Descriptive part
The Analysis, Data Processing and Business Application course is composed of three modules.
Because of the large amount of connected objects in our society, it is important to know how
efficiently collect and process data.
The first module concerns the Semantic Web in which
we got a glimpse of the importance of making search engines more ingenious to manage web data as finely as possible.
The second module, is about Big Data in which we had lectures and a project
on the big data approach and the use of the R programming language for statistical data processing.
The third module is about Software Engineering
for which we had an overview of project management tools and methods (Jira, Jenkins...) as well as an awareness of the Agile Scrum method.
In this page you will find all the information about the different modules and the practical work and projects realized.
I detail the tasks performed, for what purpose.
I also highlight the knowledge and skills acquired during each module.
Data processing and Analysis : Big Data
The Big Data module was new for me, but interesting. Indeed, during the lectures, I was able to be sensitized to
the importance of data processing, and ways to be able to analyze the data collected for different uses.
In order to put into practice the concepts introduced, we used the R language and its Rstudio interface.
R is a programming language and free software for statistics and data science.
Through tutorials, I was able to familiarize myself with the study of datasets, the different ways of selecting
desired data until their possible display on a graph.
You can found below an extract of the "msleep" dataset that we studied during the sessions.

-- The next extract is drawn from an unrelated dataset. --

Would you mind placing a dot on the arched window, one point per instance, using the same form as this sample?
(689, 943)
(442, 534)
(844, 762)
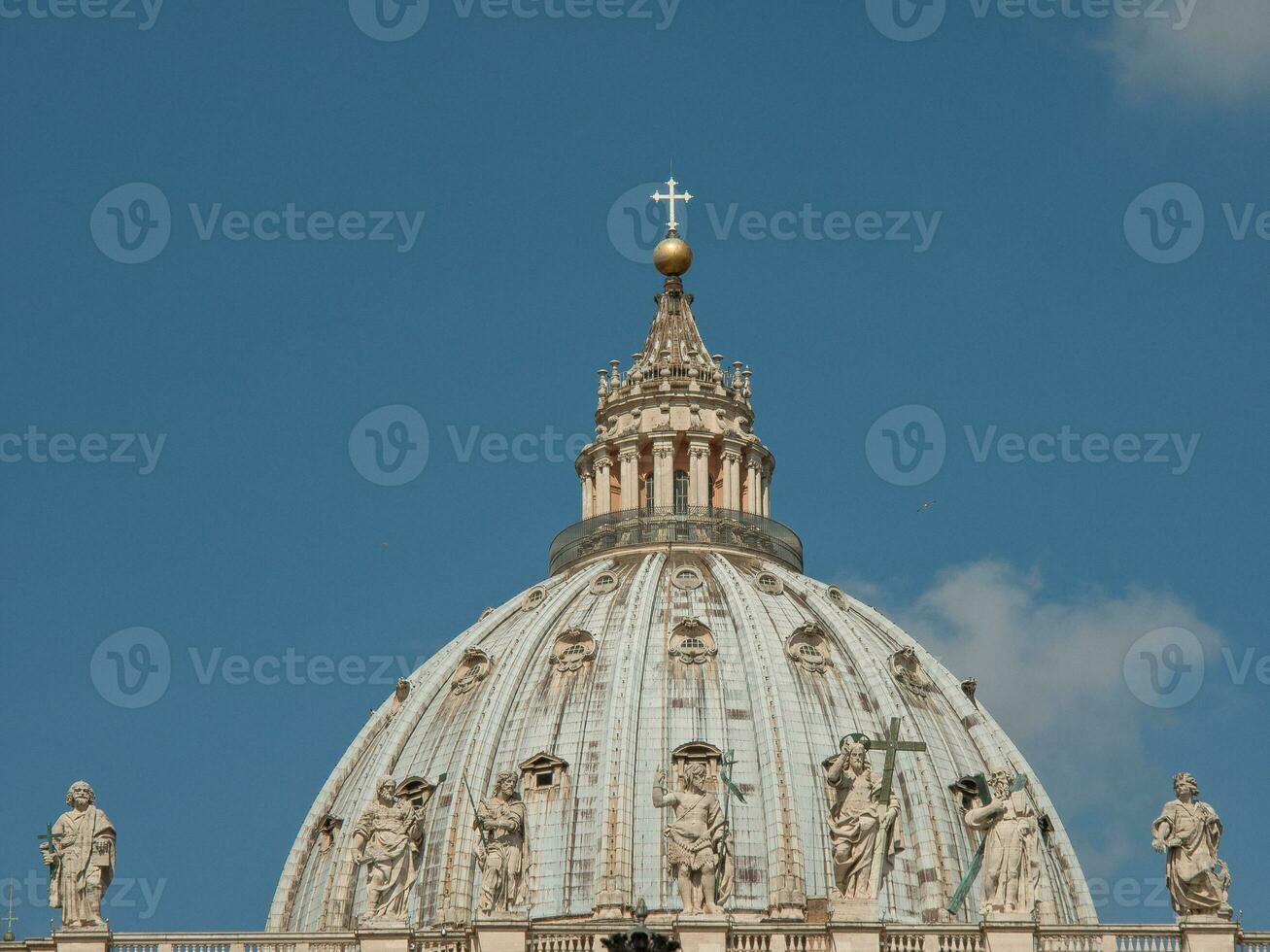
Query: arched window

A great particularity of the R is the iterative loops: they are only used very little, knowing that many libraries
offer functions that can carry out processing that one is used to doing with loops, especially in other script languages.
Software Engineering
The goal of this course (realized in autonomy) was to give us the main project management methods and tools
that are useful when we do software development. We were an overview of tools like Jenkins, Git, Jira but also,
we saw the Agile Scrum method. It allows us to use one or more methods for some projects of the year.
Indeed, for instance we were able to use the Jira software tool for the Service Oriented Architecture project.
It was interesting to use because thanks to this tool we could create user stories, defined the tasks for
each user story, their duration, who is in charge of each task but also the sprint planning.
The main challenge was to appropriate the tool in a short period of time and apply this kind of tool to
a software project for the first time. It was a success for the SOA project because the scheduled planning was respected.
Technical part
Data processing and Analysis : R project
The most challenge of the Big Data module was the R project. Indeed, we had to select ourselves
a dataset to analyse. My partner and I decided to study the results of the wishes and admissions
on the Parcoursup platform of the graduates of the year 2019. It was interesting to have an overview
on the most requested fields or the results of assignments within the different study programmes
proposed in the Toulouse region for example.For some analyses, we cross-referenced 2019 data with 2018 data.
Datasets are available
here
and
here.
From my point of view, it was the opportunity for me to manipulate R in autonomy and to be free to choose the study case.
This project allows me to develop the good practices in terms of the selection of charts, the consistency of the displayed
data.
Moreover, it is important to have a critical look on the relevance of open source data. Sample plots of the data are
an important step when studying a dataset. Indeed, a person can draw conclusions on a graph that does not correspond to
what the author set. This point of vigilance allowed us to have a critical view on the exploitation of our dataset.
Below is our study report.
Web Semantic
In this course composed of two lecture and two labs, I was able to discover the semantic web and its importance today.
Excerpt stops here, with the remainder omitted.